Испытание именьем - страница 14

Шрифт
Интервал


– Оно тебе и привычнее, – буркнул в лохматые усы Тимофей, давно сменивший барыковскую тонкость на мужиковатую кряжистость и оставивший из фамильных отличий лишь неуемные космы. Нечай только отрешенно кивнул в ответ.

Была ровно середина лета.

А к середине августа русские уже стояли на Арском поле. Ертаульному полку досталось место за Булаком, грязной, топкой и мелководной речонкой, впадающей в Казанку как раз перед Галичской дорогой и тем самым заставлявшей Нечая еще острее вспоминать родное, мертвенно-сизое, как сабельная сталь, озеро. Впереди сквозь душные болотные испарения маревом высились прекрасные Муралиевы ворота, красоте которых, говорили, подивился сам царь. Но Нечаю, с каждым днем все больше истомляемому тяжким своим видением и стоявшей все лето непереносимой для русского человека жарой без единой капли дождя, они начинали казаться частью его морока, а потому таинственными и неприступными. Иногда, выводя лошадей подальше за реку на просторный царев луг, он падал в еще живительные травы и, глядя в яркое нерусское небо, шептал: “Показалось… Казань… наказать”, – и круг замыкался. Но неслышно подходила грациозная Шельма, кобыла, выпестованная им, еще тринадцатилетним отроком, с самого рождения и взятая сюда обманом, лишь благодаря влиятельным братьям, поскольку коней моложе пяти лет ни в каких бранных действах пользовать не разрешалось. Лошадь влажно дышала в лицо, терлась черными губами, преданно, любяще, и Нечай вставал, обхватывал ее капризную гордую голову и плакал, потому что было ему всего-то семнадцать лет, потому что с изматывающим свистом летали над лагерем каленые татарские стрелы и потому что, сколько не ходил он поначалу смотреть на пленниц, не мог найти среди коренастых, остро пахнущих смуглых басурманок ту свою бледную и стыдную, ради которой и оказался здесь. “О, премилостивый Господь, Иисусе Христе, Боже наш, услыши меня, молящегося пресвятому имени твоему! Помилуй, Господи, и сохрани раба своего, и благоверного царя нашего, и все христолюбивое воинство, и даруй мне одоление себя, горького! Воздай милость свою за меня, убогого и нищего…” Но теперь он все чаще молил Бога уже не об одолении желания, а о настоящем бое.
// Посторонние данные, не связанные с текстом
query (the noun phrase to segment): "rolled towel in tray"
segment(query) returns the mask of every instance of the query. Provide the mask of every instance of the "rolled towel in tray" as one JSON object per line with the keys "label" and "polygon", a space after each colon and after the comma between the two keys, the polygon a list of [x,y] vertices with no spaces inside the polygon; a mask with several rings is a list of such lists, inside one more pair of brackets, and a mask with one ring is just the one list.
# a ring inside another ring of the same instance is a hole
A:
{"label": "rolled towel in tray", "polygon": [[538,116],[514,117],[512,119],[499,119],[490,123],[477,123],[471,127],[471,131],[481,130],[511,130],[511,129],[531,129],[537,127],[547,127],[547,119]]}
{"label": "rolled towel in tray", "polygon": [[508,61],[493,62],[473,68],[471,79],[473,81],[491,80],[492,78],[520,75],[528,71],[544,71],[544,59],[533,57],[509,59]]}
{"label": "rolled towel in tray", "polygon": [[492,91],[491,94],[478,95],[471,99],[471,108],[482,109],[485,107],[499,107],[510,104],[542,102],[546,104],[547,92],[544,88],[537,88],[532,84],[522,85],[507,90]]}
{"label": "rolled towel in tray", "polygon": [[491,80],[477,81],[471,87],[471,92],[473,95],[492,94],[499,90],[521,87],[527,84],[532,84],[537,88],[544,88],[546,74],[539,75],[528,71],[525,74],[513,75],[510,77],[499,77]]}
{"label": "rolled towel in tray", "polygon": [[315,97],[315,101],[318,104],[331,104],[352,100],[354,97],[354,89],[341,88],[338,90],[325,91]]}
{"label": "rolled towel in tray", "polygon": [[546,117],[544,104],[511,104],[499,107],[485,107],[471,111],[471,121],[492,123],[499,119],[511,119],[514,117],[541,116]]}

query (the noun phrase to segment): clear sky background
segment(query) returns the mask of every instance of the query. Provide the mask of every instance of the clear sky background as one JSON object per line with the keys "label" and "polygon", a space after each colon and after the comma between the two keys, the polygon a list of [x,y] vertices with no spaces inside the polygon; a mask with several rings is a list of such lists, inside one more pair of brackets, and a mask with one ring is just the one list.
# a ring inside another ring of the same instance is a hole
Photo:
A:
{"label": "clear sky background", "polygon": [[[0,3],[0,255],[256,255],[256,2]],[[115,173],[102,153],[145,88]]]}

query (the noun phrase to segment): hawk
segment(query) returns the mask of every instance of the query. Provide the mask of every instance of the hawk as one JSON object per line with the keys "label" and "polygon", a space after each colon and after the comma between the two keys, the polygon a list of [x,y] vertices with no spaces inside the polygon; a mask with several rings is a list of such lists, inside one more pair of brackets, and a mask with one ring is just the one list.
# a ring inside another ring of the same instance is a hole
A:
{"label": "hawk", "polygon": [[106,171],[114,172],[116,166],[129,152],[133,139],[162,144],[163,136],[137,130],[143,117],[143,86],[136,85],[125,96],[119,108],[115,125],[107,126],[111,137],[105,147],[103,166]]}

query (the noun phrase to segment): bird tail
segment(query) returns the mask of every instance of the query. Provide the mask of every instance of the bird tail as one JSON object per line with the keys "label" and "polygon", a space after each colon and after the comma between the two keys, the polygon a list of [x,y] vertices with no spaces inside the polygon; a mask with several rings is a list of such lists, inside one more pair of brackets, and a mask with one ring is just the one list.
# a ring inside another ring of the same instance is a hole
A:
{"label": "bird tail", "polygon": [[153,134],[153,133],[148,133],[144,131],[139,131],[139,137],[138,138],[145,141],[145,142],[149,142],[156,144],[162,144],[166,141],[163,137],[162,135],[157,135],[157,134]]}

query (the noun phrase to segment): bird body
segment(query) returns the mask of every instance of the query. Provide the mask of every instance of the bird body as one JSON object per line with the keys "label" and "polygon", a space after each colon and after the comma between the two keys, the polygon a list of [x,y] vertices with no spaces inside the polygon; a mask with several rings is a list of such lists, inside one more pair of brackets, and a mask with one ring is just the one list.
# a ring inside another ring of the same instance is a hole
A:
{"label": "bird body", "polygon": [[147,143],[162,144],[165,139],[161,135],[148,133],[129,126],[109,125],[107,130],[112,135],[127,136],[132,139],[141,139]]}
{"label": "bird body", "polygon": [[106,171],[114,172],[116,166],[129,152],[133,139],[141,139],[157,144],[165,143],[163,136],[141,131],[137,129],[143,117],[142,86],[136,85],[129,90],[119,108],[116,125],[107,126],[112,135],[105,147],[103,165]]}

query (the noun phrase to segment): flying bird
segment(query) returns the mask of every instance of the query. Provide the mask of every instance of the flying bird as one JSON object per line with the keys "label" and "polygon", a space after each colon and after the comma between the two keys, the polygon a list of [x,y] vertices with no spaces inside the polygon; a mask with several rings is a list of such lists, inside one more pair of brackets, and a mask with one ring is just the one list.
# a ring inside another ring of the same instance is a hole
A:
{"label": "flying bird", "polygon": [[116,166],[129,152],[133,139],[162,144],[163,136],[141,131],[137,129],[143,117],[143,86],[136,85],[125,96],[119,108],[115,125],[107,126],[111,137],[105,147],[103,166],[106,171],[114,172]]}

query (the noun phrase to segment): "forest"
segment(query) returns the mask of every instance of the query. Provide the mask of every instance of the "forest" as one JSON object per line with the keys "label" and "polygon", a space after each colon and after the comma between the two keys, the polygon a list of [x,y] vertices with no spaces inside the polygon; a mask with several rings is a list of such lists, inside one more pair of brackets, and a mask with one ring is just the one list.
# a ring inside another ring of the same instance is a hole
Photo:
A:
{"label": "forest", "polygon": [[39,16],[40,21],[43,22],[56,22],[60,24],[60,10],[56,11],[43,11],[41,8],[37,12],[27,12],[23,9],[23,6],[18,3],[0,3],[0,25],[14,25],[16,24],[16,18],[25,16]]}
Между тем, царь слал в город то сладкие, то грозные письма, черемисы нападали с тыла, осажденные наглухо сидели за стенами и, как могли, поносили оттуда русских, а на Волге затонули от сильного ветра все ладьи с запасами провианта. Ночами звезды горели все нестерпимей, и все нестерпимей становился смрад от семи тысяч черемисов, рядами посаженных на кол, повешенных за ноги и за шеи под казанскими стенами. А в стонах еще умирающих, еще клянущих и призывающих на головы предавших казанцев ту же злогорькую смерть, с ужасом чудился Нечаю любострастный стон неведомой сероглазой девки. Впрочем, все это было лишь, если можно так выразиться, второй, лунной или серебряной, половиной юного Барыкова. Первая же, куда менее романтическая, но не менее для него ценная, заключалась и в здоровом молодом удальстве, в присущей тому темному времени жестокости, и даже в склонности принарядиться, несмотря на чудовищную грязь, вонь и все не спадающую жару.